The reason we divide the image into segments is so that we can make use of the important segments for processing the image. Have a look at this example below:
Figure 3: Object Detection and Instance Segmentation (Source: stanford.edu)
In object detection, the algorithm constructs a box that corresponds to each class in an image. The limitation of object detection is that it does not provide us with any valuable information on the shape of an object as the algorithm uses boxes. If we want to gather more information, this type of segmentation is too ambiguous.
In the right image, instance segmentation creates a pixel-wise mask that covers each object in the image. This method provides us with significantly more information on the object than object detection.
Figure 4: Semantic Segmentation and Instance Segmentation (source)
We can broadly divide image segmentation techniques into two types. Have a look at the image above. We can see that both images utilise image segmentation to separate groups of pixels. However, both methods are used in different scenarios.
Semantic Segmentation, which is used in the first image, we can see that each pixel belongs to a certain segment (either a person or the background). Semantic Segmentation assigns the same colour to pixels in the same class. In this case, the people are represented by pink pixels and the background by black pixels.
Instance Segmentation differs from semantic segmentation because in this method, every object of the same class have different colours. Person 1 as red, person 2 as green, background as black, and so on.
In summary, if there are multiple objects in an image, semantic segmentation will focus on classifying all the objects as a single instance.

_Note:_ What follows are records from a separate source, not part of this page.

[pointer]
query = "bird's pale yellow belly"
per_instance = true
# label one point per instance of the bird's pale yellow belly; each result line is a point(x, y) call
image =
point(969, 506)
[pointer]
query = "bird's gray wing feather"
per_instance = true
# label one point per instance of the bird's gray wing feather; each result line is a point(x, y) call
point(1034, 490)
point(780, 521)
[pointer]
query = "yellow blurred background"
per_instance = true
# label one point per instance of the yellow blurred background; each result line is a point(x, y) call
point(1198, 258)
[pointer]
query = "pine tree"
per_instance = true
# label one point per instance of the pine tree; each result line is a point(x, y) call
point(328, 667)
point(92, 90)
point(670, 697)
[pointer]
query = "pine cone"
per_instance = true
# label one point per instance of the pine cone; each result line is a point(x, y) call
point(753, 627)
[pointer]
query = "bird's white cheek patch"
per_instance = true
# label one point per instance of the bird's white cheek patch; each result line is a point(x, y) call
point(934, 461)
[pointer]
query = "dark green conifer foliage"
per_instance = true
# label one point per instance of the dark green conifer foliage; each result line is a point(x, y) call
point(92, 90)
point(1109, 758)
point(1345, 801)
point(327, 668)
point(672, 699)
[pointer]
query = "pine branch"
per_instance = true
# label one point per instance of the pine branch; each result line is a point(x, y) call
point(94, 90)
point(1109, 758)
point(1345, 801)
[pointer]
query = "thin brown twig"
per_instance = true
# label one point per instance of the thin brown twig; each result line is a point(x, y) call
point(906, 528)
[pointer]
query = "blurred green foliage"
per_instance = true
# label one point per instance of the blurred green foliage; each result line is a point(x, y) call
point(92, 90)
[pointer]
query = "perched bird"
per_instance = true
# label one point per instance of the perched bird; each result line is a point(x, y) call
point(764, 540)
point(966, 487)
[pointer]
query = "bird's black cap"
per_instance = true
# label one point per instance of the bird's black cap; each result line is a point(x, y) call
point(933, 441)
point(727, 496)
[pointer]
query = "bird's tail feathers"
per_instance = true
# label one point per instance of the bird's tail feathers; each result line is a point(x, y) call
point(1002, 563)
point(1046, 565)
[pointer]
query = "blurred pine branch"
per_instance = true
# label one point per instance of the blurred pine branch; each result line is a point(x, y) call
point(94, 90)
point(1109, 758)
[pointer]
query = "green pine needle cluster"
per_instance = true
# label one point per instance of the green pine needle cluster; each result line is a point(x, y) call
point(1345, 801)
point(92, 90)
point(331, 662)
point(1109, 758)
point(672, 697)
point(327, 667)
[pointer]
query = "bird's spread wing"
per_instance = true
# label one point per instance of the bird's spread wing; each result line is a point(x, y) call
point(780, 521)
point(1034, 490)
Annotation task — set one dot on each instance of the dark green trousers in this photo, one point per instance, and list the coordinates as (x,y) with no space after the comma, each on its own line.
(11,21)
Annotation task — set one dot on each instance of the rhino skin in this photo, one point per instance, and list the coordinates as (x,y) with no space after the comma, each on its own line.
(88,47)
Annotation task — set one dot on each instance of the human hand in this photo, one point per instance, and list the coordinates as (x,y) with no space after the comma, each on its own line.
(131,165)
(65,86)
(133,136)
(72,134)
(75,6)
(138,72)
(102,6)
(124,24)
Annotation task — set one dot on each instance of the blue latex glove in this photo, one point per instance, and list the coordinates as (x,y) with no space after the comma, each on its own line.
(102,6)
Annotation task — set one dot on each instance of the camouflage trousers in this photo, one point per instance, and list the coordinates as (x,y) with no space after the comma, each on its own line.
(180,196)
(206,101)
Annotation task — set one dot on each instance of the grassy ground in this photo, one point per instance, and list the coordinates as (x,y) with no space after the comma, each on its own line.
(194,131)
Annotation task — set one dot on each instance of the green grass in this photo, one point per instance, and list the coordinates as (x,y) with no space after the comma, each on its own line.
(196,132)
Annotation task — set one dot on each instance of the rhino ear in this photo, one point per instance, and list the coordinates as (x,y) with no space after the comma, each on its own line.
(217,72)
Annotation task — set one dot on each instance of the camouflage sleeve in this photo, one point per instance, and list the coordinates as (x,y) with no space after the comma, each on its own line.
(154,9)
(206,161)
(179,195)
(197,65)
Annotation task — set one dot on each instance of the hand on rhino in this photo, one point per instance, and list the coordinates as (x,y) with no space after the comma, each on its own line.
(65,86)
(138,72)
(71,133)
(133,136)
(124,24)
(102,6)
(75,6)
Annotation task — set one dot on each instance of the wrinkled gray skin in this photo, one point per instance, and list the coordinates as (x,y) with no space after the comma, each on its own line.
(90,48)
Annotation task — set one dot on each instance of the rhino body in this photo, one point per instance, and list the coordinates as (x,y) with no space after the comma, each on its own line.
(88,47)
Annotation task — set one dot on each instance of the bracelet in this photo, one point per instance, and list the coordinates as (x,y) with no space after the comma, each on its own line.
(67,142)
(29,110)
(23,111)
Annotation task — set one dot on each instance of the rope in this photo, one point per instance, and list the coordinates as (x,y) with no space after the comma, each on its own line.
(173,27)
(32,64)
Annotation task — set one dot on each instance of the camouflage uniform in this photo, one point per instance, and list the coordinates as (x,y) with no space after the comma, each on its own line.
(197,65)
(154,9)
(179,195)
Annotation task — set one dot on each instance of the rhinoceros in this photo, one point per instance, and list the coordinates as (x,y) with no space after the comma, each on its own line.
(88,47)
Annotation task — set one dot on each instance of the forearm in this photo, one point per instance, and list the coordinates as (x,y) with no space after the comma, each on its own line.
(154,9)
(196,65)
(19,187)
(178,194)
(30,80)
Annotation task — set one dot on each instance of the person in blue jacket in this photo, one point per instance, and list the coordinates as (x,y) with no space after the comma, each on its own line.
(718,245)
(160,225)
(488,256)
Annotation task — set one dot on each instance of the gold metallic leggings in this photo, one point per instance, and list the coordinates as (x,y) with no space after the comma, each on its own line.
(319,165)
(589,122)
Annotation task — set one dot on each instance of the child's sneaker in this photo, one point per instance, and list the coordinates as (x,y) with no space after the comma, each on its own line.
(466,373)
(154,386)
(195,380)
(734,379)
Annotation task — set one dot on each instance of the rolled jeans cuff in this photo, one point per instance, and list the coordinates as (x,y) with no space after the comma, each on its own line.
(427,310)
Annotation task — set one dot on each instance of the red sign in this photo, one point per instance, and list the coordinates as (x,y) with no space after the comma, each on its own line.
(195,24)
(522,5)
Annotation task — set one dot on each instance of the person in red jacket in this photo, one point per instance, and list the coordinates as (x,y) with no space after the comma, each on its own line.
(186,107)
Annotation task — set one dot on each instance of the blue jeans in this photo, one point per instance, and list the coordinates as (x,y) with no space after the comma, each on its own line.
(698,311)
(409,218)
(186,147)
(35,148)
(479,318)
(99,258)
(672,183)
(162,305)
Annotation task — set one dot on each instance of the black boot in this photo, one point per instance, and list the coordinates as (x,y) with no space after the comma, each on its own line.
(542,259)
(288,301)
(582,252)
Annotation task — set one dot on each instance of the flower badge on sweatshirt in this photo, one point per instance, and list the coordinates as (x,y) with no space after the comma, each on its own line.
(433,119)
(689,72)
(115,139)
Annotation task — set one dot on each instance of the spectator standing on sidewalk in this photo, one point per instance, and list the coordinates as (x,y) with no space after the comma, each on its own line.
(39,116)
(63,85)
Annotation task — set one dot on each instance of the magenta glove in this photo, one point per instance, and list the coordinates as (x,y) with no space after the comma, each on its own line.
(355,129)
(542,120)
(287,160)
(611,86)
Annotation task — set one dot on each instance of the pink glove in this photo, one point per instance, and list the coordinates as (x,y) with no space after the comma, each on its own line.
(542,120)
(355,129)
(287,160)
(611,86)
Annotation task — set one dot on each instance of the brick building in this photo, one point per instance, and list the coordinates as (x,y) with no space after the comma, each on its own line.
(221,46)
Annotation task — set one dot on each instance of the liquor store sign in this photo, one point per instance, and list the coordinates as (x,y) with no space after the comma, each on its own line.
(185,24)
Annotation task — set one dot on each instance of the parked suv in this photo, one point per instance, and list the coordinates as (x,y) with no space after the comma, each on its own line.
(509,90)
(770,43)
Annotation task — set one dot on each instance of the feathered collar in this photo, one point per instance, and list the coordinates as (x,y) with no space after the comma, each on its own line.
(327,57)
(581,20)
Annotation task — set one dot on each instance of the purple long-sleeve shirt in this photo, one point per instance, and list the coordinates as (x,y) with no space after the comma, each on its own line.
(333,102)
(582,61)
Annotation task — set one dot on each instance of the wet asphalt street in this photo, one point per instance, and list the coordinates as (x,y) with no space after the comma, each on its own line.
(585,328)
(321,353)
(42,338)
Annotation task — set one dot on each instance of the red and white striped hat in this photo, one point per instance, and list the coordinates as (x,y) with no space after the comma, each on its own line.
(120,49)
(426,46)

Whereas in instance segmentation, it will identify each of the objects individually.
Figure 5: When designing computer vision for self-driving cars, semantic segmentation is popularly used to help the system identify and locate vehicles and other important objects on the road.
3. Classification Image classification refers to the process in computer vision that is able to classify an image based on its visual content. By feeding an artificial neural network with tons of labelled images, the algorithm should then be able to tell if an image contains a car or not, for example.
The most widely used architecture for image classification is Convolutional Neural Networks (CNNs). A typical use case for CNNs is where you feed the network images and the network classifies the data.